According to the Reserve Bank of Australia (RBA), inflation is currently 7%, down from a peak of nearly 8% in December. The official interest rate is 4.10% and news reports suggest it shouldn’t rise much further. However, the cost-of-living crisis continues to bite hard. This month, according to ABC News, power bills for many consumers rose by nearly 20%.
Insurance companies are also struggling with inflation challenges. Many are relying on premium rises to cover rising costs and keep budgets under control.
Gallagher Bassett (GB), one of Australia’s largest third-party administrators (TPAs), has developed strategies for cost containment focused on the claims management process. GB describes the offering as “an insurer’s comprehensive guide to stability amid economic turbulence.”
John White (pictured above) is the firm’s head of sales and client services for general insurance.
“In these times of economic instability, insurers are grappling with skyrocketing claims costs and inflationary pressures,” said Brisbane-based White. “That’s why they’re teaming up with strategic claims partners to tackle these challenges head-on.”
With premium rises such a focus area for insurers, he said pricing optimisation tools and predictive modelling are two ways insurers can effectively manage their pricing strategies.
White said GB’s expertise in this area, including in the provision of reserving and cost containment practices, “is like having a crystal ball that helps insurers confidently navigate the market, offering competitive pricing while keeping profitability in check.”
However, a current hurdle for insurance companies, he suggested, is the current cost challenges combined with the need to upgrade technology.
“Managing costs in the insurance industry can be challenging, especially when it comes to developing and integrating technology,” said Brisbane-based White. “One of the most effective ways to do this is to work with a strategic claims management partner.”
He said this partnership can facilitate access to industry-leading technologies and improve the claims management processes. White said this will “foster cost efficiencies” and overall performance improvements.
The claims process is a prime candidate for cost savings, said White.
“Using claims technologies to automate the claims process is a tried and tested strategy with many benefits for insurers,” he said. “Automation can significantly reduce the need for rework and additional touchpoints, improve accuracy and ultimately speed up the time to approve and settle a claim.”
He said these tools are key for driving cost savings and also to improve the customer experience.
A more specific insurance operation where costs can be reduced is reinstatement, or restoring lapsed insurance policies to an active status.
“There are a number of ways that insurers can speed up reinstatement,” said White. “Claims management automation technology and effectively partnering with claims managers and repair panels are two ways to accelerate reinstatement.”
He said automation of the claims process, which allows policyholders to lodge claims online, also “drives a more efficient claims-handling process and quicker approvals.”
“It’s also critical that claims managers and their repair partners are fit for purpose, have the right geographical spread, and have established robust and achievable SLAs [service level agreements],” said White.

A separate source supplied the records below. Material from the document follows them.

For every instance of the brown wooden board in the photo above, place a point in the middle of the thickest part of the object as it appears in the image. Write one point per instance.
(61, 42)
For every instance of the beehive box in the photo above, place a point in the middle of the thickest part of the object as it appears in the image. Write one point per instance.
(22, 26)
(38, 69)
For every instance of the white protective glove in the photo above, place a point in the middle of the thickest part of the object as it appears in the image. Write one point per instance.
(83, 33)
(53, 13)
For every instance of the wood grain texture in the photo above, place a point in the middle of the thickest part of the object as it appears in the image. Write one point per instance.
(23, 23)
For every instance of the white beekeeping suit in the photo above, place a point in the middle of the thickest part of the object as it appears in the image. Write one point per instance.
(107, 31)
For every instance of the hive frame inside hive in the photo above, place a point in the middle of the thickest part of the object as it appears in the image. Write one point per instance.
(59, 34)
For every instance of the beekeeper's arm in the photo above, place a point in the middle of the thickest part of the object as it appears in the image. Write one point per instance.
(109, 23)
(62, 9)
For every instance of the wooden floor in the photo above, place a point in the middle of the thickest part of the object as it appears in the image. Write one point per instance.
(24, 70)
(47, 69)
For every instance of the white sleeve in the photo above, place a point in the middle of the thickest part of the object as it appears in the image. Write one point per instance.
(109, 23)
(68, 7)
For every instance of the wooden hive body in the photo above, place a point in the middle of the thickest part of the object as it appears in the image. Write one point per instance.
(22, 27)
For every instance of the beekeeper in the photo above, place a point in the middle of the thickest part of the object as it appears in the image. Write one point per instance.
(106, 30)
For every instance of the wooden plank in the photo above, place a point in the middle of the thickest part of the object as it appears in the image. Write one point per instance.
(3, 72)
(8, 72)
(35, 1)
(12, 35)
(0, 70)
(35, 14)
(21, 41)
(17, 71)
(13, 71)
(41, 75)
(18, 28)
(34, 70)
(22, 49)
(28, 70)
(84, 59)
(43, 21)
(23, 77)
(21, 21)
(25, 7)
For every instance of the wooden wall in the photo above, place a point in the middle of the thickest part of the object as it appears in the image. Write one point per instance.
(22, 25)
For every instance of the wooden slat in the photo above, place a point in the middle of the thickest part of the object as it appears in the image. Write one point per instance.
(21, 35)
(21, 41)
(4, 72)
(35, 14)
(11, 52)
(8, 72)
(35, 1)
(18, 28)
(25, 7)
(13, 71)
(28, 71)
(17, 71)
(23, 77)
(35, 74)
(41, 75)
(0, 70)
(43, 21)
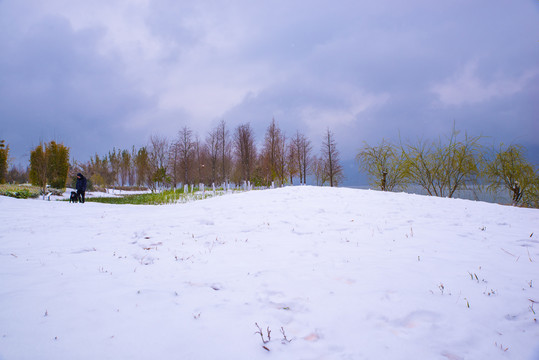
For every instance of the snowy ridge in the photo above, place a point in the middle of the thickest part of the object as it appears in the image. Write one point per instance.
(342, 273)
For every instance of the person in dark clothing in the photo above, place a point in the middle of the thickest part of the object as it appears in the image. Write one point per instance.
(81, 187)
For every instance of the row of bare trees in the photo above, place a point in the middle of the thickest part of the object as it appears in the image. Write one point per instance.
(223, 156)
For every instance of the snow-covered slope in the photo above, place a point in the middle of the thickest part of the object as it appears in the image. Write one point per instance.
(345, 274)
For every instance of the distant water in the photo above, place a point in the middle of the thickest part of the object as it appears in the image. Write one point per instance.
(500, 197)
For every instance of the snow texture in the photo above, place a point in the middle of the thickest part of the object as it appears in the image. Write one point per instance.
(343, 273)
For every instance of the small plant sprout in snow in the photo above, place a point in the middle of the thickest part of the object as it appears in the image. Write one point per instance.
(261, 332)
(442, 288)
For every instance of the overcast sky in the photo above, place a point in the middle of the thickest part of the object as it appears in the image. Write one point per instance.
(109, 73)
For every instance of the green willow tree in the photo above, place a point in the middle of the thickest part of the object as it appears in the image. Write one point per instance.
(49, 164)
(442, 169)
(508, 169)
(385, 165)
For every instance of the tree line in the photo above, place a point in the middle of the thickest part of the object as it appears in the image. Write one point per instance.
(224, 155)
(440, 168)
(443, 167)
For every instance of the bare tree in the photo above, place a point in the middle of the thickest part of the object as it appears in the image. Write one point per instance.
(331, 157)
(186, 148)
(200, 158)
(174, 163)
(125, 167)
(507, 168)
(224, 150)
(158, 156)
(291, 161)
(271, 150)
(318, 170)
(212, 144)
(142, 168)
(245, 151)
(281, 159)
(4, 161)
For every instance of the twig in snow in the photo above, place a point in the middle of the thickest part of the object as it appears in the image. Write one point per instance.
(284, 336)
(260, 331)
(507, 252)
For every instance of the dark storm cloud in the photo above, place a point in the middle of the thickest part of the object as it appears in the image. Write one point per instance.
(56, 86)
(111, 73)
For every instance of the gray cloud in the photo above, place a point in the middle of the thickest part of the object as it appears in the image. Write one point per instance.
(112, 73)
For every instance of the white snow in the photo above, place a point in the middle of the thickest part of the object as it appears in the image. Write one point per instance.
(347, 274)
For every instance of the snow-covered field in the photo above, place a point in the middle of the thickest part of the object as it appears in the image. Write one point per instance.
(345, 274)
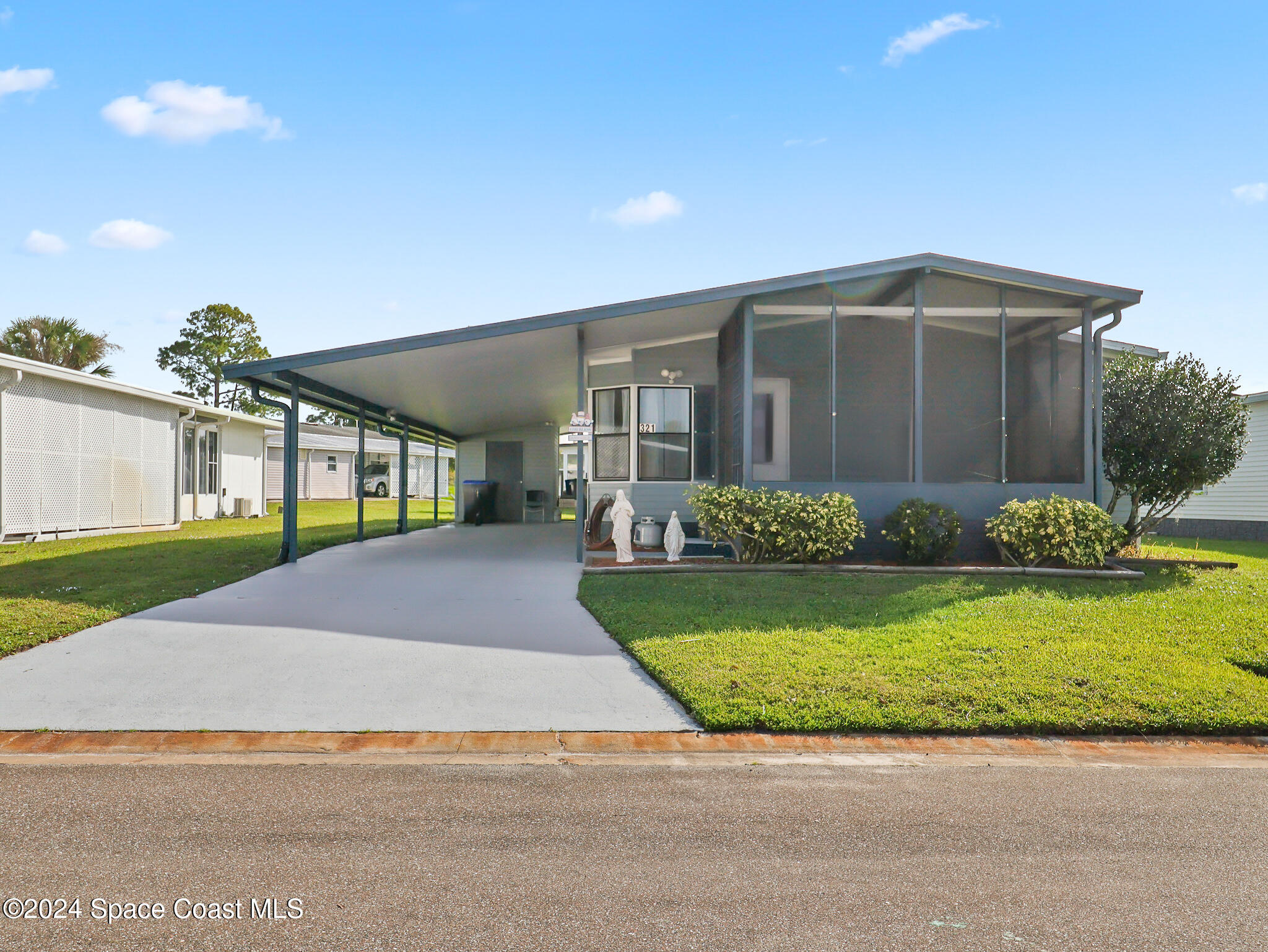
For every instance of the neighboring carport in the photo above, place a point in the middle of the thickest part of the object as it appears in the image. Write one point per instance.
(452, 629)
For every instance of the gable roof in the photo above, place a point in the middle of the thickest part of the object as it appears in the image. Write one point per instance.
(427, 381)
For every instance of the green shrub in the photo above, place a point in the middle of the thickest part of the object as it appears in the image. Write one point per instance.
(1054, 532)
(923, 532)
(768, 525)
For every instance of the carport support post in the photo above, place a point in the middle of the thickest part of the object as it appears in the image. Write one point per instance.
(1090, 476)
(291, 472)
(404, 480)
(580, 491)
(360, 473)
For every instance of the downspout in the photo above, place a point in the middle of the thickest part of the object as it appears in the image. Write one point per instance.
(180, 457)
(288, 505)
(6, 386)
(1098, 400)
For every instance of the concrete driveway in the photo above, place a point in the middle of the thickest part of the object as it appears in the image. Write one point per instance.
(445, 629)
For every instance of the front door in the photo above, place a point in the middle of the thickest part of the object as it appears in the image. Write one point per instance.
(504, 464)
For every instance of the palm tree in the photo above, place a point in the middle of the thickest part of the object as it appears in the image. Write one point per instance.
(59, 341)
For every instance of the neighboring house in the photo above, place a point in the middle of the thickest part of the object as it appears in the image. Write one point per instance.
(925, 376)
(1238, 506)
(84, 454)
(328, 458)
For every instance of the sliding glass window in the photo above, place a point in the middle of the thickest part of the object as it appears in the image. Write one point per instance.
(612, 415)
(874, 397)
(1045, 401)
(963, 430)
(791, 393)
(665, 433)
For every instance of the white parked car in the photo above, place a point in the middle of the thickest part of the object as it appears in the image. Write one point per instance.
(377, 480)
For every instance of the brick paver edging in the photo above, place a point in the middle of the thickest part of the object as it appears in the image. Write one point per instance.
(670, 748)
(833, 569)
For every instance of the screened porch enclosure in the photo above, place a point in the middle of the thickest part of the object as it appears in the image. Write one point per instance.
(918, 378)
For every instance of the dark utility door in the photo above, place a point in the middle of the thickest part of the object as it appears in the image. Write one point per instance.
(504, 464)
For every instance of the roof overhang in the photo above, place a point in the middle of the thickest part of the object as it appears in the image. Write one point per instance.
(521, 373)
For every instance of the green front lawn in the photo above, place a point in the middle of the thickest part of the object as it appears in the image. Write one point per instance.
(917, 653)
(48, 590)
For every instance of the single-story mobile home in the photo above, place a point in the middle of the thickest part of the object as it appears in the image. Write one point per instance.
(927, 376)
(84, 454)
(328, 465)
(1236, 508)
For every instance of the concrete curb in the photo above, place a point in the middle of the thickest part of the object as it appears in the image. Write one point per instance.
(838, 569)
(647, 748)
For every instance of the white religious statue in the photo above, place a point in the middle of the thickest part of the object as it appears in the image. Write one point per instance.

The operations side is one big part of many insurance businesses. The other side: investment portfolios, can also be very important and higher interest rates can boost their value.
At the end of last year, as interest rates continued their climb, a report by the Swiss Re Institute said the rate hikes would improve investment results over the medium term.
The report anticipated “positive catalysts” for the insurance industry during 2023 and 2024 from expected market rate hardening and higher interest rates.
“The repricing of risk in the real economy and financial markets is actually healthy and a long-term positive,” said Jérôme Haegeli, Swiss Re group chief economist. “Higher risk-free rates should mean higher returns for investing into the real economy.”
The report said commercial lines were projected to benefit most from rate hardening and expand more than personal lines (excluding health). Swiss Re estimated a 3.7% increase in commercial premiums during 2023.
However, the report said inflation remains the “number one” industry concern.
“We forecast high inflation in cost components relevant for insurers, such as construction and healthcare that suggests insurers’ claims and costs could rise markedly in 2022 and 2023, even without considering changes in claims frequency and natural catastrophe activity,” said the report.